O Projeto de Reabilitação de 2000
Em 2000, Gonçalo Ribeiro Telles foi convidado a levar a cabo um novo projeto de reabilitação do Jardim cuja obra se iniciou em 2002, tendo terminado dez anos depois. A proposta do Arq.º Paisagista Ribeiro Telles assenta numa forte interação com o processo de maturação do Jardim, por um lado, controlando os aspetos negativos do seu envelhecimento, e, por outro, integrando os aspetos e lugares mais interessantes que o natural crescimento da vegetação foi criando.
“Mantendo a estrutura, o quadro conceptual e as espacialidades genesíacas, Gonçalo Ribeiro Telles propõe um conjunto de intervenções de ordem estética e ecológica que procuram, também, anular algumas entropias exteriores à vida do Jardim e que, de certa forma, desvirtuaram o conceito original. (…) consolida-se a orla protectora, reforçam-se vistas, redefinem-se áreas de prado e de relvado, amplia-se o sistema de percursos pretendendo-se, assim, revelar espaços não explorados que a Natureza havia desenhado. Umas vezes eles surgem de acordo com as ambiências idealizadas, outras vezes exibem espacialidades inesperadas que se oferecem como novos jardins que irrompem no jardim.” (Carapinha, A. 2006)
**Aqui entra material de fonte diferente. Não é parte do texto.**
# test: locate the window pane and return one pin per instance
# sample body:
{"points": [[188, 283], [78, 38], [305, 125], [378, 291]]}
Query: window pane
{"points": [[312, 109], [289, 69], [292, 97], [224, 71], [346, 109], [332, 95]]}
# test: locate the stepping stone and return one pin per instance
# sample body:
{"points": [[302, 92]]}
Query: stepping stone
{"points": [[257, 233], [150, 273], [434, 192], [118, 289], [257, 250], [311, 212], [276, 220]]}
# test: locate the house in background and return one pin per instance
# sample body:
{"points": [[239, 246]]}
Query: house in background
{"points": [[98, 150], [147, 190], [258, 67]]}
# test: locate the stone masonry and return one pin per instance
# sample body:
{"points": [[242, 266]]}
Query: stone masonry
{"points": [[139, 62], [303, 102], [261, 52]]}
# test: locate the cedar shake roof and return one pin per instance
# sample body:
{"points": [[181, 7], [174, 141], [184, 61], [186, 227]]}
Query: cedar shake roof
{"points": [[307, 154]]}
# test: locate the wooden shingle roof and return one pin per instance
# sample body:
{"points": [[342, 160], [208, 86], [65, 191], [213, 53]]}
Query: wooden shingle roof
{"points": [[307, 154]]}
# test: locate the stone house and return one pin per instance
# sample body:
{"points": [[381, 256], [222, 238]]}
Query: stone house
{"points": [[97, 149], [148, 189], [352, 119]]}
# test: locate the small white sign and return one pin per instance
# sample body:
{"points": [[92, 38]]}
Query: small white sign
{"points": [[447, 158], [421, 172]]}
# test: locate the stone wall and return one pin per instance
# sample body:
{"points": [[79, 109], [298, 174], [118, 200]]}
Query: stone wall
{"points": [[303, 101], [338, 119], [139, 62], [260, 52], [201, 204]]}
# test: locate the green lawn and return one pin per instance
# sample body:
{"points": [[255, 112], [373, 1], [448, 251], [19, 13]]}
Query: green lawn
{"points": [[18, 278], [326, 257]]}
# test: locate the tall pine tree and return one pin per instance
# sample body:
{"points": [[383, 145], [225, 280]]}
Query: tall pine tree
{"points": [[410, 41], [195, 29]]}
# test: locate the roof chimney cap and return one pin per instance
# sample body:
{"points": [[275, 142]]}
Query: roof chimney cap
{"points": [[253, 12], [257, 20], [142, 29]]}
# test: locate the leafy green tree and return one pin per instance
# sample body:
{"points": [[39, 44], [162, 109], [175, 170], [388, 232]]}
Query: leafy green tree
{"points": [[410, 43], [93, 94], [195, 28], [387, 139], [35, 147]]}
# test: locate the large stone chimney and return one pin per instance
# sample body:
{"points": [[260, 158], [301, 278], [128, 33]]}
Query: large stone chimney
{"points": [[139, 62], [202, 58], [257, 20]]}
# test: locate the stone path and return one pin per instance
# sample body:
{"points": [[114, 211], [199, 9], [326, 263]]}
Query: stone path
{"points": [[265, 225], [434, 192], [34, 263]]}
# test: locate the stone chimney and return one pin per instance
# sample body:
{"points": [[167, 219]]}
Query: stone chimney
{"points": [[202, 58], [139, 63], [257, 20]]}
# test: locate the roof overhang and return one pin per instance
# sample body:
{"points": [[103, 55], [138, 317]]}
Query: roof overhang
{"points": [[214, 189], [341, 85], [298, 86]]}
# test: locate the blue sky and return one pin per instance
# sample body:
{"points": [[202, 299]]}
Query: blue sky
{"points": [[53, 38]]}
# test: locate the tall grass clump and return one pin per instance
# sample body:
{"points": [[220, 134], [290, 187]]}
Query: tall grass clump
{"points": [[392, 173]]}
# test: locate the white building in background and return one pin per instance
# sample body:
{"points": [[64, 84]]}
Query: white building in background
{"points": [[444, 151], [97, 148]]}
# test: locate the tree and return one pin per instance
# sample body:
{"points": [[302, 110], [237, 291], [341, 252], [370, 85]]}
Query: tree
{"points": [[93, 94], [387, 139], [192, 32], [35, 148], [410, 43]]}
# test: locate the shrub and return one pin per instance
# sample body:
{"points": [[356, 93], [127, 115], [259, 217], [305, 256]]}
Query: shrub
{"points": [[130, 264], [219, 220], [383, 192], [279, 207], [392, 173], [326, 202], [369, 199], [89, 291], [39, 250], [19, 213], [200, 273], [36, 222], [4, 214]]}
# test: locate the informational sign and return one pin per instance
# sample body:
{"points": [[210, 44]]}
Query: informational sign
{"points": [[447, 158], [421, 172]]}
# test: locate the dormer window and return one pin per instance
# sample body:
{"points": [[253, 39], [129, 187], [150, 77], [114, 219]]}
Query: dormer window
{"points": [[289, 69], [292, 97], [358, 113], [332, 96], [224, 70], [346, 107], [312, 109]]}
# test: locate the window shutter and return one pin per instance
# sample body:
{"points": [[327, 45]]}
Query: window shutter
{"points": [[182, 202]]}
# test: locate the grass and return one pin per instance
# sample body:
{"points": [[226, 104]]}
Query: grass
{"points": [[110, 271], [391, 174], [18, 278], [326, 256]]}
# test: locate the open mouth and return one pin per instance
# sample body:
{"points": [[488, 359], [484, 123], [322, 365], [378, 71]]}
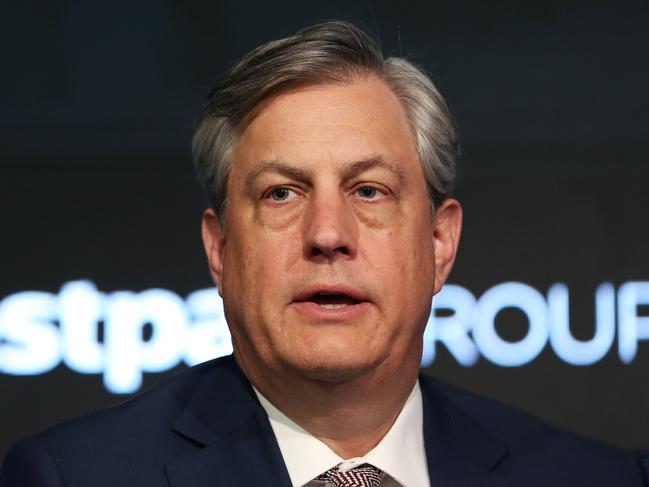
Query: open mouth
{"points": [[332, 300]]}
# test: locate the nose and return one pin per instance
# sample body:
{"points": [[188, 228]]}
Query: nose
{"points": [[330, 228]]}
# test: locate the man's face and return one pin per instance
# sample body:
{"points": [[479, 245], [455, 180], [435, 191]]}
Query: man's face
{"points": [[328, 263]]}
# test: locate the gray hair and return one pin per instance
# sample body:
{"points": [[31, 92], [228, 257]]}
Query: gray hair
{"points": [[327, 53]]}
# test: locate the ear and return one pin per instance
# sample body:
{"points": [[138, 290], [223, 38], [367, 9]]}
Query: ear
{"points": [[446, 236], [214, 244]]}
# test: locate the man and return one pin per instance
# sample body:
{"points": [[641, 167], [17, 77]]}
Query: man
{"points": [[330, 228]]}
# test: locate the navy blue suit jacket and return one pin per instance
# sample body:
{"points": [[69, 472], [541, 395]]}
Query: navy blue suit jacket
{"points": [[205, 428]]}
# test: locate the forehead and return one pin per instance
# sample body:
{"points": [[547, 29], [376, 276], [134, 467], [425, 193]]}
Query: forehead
{"points": [[326, 125]]}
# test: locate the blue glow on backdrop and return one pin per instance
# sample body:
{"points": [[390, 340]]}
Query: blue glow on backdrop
{"points": [[93, 332]]}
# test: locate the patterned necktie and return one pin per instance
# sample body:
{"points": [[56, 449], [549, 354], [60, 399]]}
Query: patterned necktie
{"points": [[365, 475]]}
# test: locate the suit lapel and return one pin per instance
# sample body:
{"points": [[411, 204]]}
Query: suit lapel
{"points": [[459, 451], [237, 446]]}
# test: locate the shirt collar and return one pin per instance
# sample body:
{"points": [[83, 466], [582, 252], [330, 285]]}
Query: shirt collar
{"points": [[400, 453]]}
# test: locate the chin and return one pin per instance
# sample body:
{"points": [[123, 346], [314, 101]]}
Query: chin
{"points": [[334, 367]]}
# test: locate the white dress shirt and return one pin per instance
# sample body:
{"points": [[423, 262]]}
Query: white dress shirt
{"points": [[400, 454]]}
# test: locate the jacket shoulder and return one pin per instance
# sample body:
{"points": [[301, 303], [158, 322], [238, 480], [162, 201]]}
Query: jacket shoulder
{"points": [[129, 440], [542, 453]]}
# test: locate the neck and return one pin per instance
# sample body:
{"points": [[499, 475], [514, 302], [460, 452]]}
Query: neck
{"points": [[350, 416]]}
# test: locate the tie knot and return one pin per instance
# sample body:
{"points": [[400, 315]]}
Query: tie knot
{"points": [[364, 475]]}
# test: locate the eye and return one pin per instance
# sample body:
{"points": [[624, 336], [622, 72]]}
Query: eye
{"points": [[281, 193], [369, 192]]}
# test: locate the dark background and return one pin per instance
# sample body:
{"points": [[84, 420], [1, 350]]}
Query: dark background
{"points": [[99, 102]]}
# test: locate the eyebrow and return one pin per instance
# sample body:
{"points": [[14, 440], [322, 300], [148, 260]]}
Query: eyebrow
{"points": [[350, 169]]}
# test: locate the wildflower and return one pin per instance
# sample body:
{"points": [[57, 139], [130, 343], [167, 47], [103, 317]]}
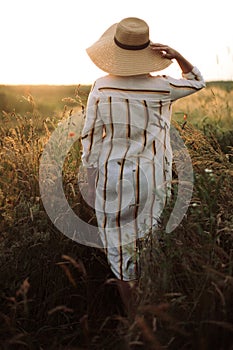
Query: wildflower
{"points": [[208, 171]]}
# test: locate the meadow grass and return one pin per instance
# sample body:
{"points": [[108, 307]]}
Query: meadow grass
{"points": [[57, 294]]}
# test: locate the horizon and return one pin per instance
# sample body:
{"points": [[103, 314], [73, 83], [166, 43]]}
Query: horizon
{"points": [[44, 42]]}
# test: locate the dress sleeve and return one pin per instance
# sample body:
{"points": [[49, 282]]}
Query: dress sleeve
{"points": [[190, 83], [92, 133]]}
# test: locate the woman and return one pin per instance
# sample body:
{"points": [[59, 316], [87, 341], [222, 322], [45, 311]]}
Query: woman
{"points": [[126, 139]]}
Foi feita uma grande operação de limpeza e desbaste da vegetação, abrindo novos percursos e zonas de fruição em áreas anteriormente inacessíveis.
Procedeu-se também ao fechamento e conformação de orlas com espécies arbustivas como a Murta, o Folhado, o Buxo e outras espécies da flora portuguesa utilizadas neste jardim desde a sua conceção inicial, muitas das quais têm mesmo sido reproduzidas nos viveiros da Fundação, salvaguardando o seu património genético.
A última fase a ser concluída foi a fase 4, com a pavimentação de trilhos e construção de uma pequena zona de estadia na margem sul do lago. É uma zona de estadia em franca relação com o espelho de água, onde se criou uma situação de exceção às duas tipologias de margem existentes no lago. O banco corrido corresponde ao muro de suporte que anteriormente definia a margem, e a superfície de calhau rolado, que estabelece a concordância altimétrica com o fundo do lago, substitui aqui a orla de vegetação lacustre que margina todo o lago.
No fim desta longa intervenção, “na pujança da sua vegetação”, surpreendente e muito confortável, o jardim está povoado em todos os seus recantos, cheio de acontecimentos programados e espontâneos, um lugar de pausa onde todos nos sentimos “em casa”.